Hallenstadtmeisterschaft Mönchengladbach: Fazit des Fußball-Fachwarts

Interview Jürgen Marohn : „Das ist schon ein Teil eines Familienbetriebs“

Der Fußball-Fachwart des Stadtsportbundes zieht ein rundum positives Fazit nach seiner ersten Stadtmeisterschaft in dieser Funktion. Das gilt nicht nur für die Titelkämpfe der Senioren, sondern auch für die der Frauen und Junioren.

Lassen wir kurz die Neutralität des Fußball-Fachwartes beiseite. Was sagt der Polizei-SV-Betreuer Jürgen Marohn zum Turnier des PSV?

Marohn Ich freue mich wahnsinnig. Die Jungs haben mehr erreicht als ich erwartet habe. Ich hatte ihnen nach der Zwischenrunde eine WhatsApp-Nachricht geschrieben und meinen Stolz ausgedrückt. Ich hatte gedacht, ein Platz unter den ersten Vier wäre schon ein Erfolg, denn mehr haben wir noch nie erreicht. Dass sie jetzt Zweiter geworden sind und einem Landesligisten Paroli geboten haben, auch mit einem sehr überlegten Spiel, ist toll.

Dann zum Fußball-Fachwart.
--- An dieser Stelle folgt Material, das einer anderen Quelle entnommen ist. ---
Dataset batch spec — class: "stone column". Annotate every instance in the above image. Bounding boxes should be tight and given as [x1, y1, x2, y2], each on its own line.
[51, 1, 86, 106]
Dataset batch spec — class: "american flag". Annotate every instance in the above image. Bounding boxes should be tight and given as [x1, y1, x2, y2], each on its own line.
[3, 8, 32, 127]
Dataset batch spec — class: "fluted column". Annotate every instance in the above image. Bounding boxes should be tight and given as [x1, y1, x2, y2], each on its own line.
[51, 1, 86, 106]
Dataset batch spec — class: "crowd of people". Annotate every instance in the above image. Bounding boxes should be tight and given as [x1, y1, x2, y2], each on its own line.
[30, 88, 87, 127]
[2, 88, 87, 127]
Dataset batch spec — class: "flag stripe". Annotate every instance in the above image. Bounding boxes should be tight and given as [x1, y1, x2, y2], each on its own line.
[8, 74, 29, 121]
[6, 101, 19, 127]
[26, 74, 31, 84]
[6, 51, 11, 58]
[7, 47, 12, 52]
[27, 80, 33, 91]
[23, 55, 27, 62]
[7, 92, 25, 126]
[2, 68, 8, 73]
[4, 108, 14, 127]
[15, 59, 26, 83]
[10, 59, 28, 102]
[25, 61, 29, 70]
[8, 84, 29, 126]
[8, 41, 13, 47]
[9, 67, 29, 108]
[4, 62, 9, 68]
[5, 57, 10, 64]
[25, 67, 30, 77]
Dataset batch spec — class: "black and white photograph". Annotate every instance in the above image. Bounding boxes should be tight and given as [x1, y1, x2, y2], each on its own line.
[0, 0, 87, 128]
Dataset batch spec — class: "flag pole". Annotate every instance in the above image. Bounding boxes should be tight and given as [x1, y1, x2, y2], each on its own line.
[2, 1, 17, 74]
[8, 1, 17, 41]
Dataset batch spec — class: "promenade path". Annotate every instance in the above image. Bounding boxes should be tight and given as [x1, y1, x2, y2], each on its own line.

Ist der FC ein würdiger Titelträger?

Marohn Jeder, der hier gewinnt, hat es verdient. Und der. 1. FC ist immer einer würdiger Titelträger. Wenn er komplett mit seiner ersten Mannschaft gekommen wäre, wäre es ganz anders ausgegangen. Aber der FC hat so viele gute Spieler – der könnte im Prinzip auch seine A-Jugend schicken. Auch wenn es bei der diesmal nicht ganz so gut geklappt hat.

Wie fanden Sie das Turnier insgesamt?

Marohn Ich bin vollkommen zufrieden. Es gab keine Ausfälligkeiten bis auf ein paar Rote Karten, es hat sich keiner großartig verletzt bis auf Lars Sleegers vom SC Broich-Peel, der sich eine schwere Gehirnerschütterung zugezogen hat. Ich hoffe, dass es ihm inzwischen besser geht und möchte ihm auf diesem Wege auch noch einmal gute Genesung wünschen, auf dass wir ihn im nächsten Jahr hier wiedersehen.

Es waren sehr taktisch geprägte Finalspiele. Muss man da über eine Regeländerung zum Beispiel mit Zeitspiel nachdenken?

Marohn Für die Zuschauer ist das mit Sicherheit nicht immer ansehnlich. Aber jeder möchte gewinnen und wartet auf einen Fehler des anderen. Das ist halt so.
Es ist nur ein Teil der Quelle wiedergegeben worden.